The .dot file is a plain-text file, so you can view it in the terminal; for example:

$ cat ~/sandbox-8/scatter-haplotypecaller.dot
digraph ScatterHaplotypeCallerGVCF {
 #rankdir=LR;
 compound=true;
 # Links
 CALL_HaplotypeCallerGVCF -> CALL_MergeVCFs
 SCATTER_0_VARIABLE_interval -> CALL_HaplotypeCallerGVCF
 # Nodes
 CALL_MergeVCFs [label="call MergeVCFs"]
 subgraph cluster_0 {
   style="filled,solid";
   fillcolor=white;
   CALL_HaplotypeCallerGVCF [label="call HaplotypeCallerGVCF"]
   SCATTER_0_VARIABLE_interval [shape="hexagon" label="scatter over String as interval"]
 }
}

However, that’s not terribly visual, so let’s load it into a graph viewer. There are many available options, including the very popular open source package Graphviz. You can either install the package on your local machine or use it through one of its many online implementations. To do so, simply copy the contents of the .dot file into the text window of the visualizer app, and it will generate the graph diagram for you, as shown in Figure 8-3.

Visualizing the workflow graph in an online Graphviz application.
Figure 8-3. Visualizing the workflow graph in an online Graphviz application.

When we visualize a workflow graph like this, we typically look at the ovals first, which represent calls to tasks in the workflow. Here you can see that the two task calls in our workflow are indeed present, HaplotypeCallerGVCF and MergeVCFs. The direction of the arrows connecting the ovals indicates the flow of execution, so in Figure 8-3, you can see that the output of HaplotypeCallerGVCF is going to be the input to MergeVCFs.
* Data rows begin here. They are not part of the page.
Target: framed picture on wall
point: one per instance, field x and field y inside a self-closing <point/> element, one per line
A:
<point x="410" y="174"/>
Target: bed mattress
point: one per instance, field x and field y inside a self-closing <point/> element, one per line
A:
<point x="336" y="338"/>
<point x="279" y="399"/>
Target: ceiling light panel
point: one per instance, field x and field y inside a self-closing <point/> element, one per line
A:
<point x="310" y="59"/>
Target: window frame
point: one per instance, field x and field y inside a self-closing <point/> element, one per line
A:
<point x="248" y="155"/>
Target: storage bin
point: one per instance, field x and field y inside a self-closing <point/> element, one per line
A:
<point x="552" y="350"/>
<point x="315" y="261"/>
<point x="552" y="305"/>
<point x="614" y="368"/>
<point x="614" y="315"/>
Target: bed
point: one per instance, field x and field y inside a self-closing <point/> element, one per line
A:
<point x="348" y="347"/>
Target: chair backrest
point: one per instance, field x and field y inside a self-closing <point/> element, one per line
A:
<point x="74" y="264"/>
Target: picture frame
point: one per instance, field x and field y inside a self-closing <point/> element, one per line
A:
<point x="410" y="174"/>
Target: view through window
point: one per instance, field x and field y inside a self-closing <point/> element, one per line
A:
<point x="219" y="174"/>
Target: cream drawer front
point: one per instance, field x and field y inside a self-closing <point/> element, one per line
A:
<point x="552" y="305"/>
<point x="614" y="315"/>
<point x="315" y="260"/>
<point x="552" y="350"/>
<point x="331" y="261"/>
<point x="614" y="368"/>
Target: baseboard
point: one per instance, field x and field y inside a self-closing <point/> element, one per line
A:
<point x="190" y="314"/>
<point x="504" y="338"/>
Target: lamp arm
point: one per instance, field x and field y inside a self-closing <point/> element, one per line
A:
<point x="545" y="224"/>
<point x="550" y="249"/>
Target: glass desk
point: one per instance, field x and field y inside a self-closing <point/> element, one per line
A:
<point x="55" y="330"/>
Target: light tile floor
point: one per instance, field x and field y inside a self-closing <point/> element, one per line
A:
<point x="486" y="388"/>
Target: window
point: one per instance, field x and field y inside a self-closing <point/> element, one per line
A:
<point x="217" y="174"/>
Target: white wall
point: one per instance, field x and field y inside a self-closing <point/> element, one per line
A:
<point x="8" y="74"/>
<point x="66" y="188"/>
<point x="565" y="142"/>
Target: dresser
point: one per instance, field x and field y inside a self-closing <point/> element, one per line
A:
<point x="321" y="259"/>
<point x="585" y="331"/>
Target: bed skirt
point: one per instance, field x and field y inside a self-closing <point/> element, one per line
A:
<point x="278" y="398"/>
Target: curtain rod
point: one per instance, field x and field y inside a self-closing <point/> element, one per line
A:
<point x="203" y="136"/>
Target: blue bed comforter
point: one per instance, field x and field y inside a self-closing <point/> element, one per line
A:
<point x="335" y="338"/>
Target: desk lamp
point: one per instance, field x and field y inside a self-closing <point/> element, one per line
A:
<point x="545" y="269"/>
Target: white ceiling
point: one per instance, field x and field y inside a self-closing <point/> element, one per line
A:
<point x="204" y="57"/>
Interestingly, the call to HaplotypeCallerGVCF is displayed with a box around it, which means it is under the control of a modifying function. The modifier function is represented as a hexagon, and here you can see the hexagon is labeled “scatter over String as interval.” That all makes sense because we just discussed how in this workflow the execution of the HaplotypeCaller task is scattered over a list of intervals.

In this case, the workflow was straightforward enough that the graph visualization didn’t really tell us anything we didn’t already know, but when we tackle more complex workflows in the next chapter, graph visualization is going to be a crucial part of our toolkit.

Note

This concludes the exercises in this chapter, so don’t forget to stop your VM; otherwise, you’ll be paying just to have it idly ponder the futility of existence.

Wrap-Up and Next Steps

In this chapter, we looked at how to string individual commands into a simple Hello World workflow, and we executed it using Cromwell in one-shot run mode on the single VM that we had set up in Chapter 4. We covered the basics of interpreting Cromwell’s terminal output and finding output files. We iterated on the original Hello​World workflow, adding variables and an additional task. Then, we moved on to examine more realistic workflows that run real GATK commands and use scatter-gather parallelism, though still at a fairly small scale. Along the way, we exercised key utilities for generating JSON templates, validating WDL syntax, testing error handling, and generating graph visualizations.

However, we only scratched the surface of WDL’s capabilities as a workflow language, so now it’s time to move on to some more sophisticated workflows. In Chapter 9, we examine two mystery workflows and try to reverse engineer what they do, which will give you the opportunity to hone your detective skills and also learn some useful patterns that are used in real genomics analysis workflows.